The 101 MAP and Equity Strategy must be funding priorities, including in the expenditure plan for the San Mateo County Sales Tax. There are a variety of opportunities to learn more and take action on this issue:
- Sign our petition for a Mobility Action Plan (MAP) for Highway 101.
- Attend our upcoming Connecting Communities event:
- Optimizing Our Highways: Moving more people with fewer cars on Monday, April 30 from 7-8:30 at the Burlingame Public Library.
- Support a forward-thinking expenditure plan for San Mateo County’s next transportation funding measure: Sign our petition and join us at one of the following community forums to share your thoughts:
SPECIAL THANKS to our friends at Commute.org, the Palo Alto Transportation Management Association, the Redwood City Chamber of Commerce, and Friends of Caltrain for survey distribution to their networks; our brilliant and hard working volunteers, Dan Sakaguchi, James Shelley, Leena Sahu, Amulya Yerrapotu, Jacque Ramos, Alex Martel, Victoria Mao, Chris Zhang, and Katherine Xie; and staff at TransForm, particularly Isa Gaillard.

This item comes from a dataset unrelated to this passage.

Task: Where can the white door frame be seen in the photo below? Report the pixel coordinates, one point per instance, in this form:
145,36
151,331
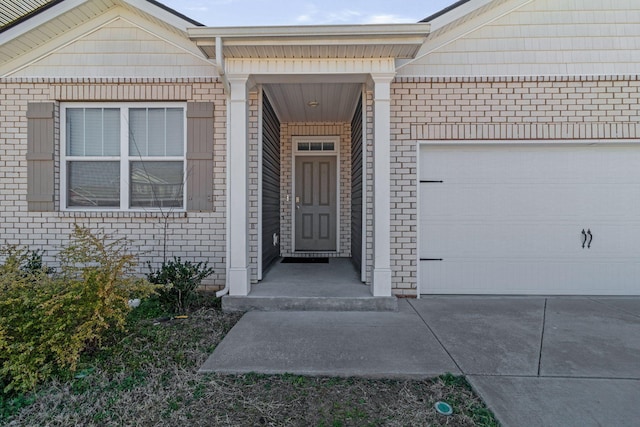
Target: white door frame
296,153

1 Survey locations included downtowns along the Peninsula, the Shops at Tanforan, the Stanford Shopping Center, and Hillsdale Mall.
2 Surveys were conducted through a door to door approach at local businesses along the corridor and sent out to workers electronically through partner organizations including Commute.org, Palo Alto Transportation Management Association, Redwood City Chamber of Commerce, and Friends of Caltrain.
3 While there were a total of 338 survey-takers, in some cases, survey respondents skipped questions or intentionally wrote "N/A".
4 An example of this program is in Los Angeles, where transit users can earn a $5 express lane credit for every 10 transit trips on or near the I-10 and I-110 managed lanes.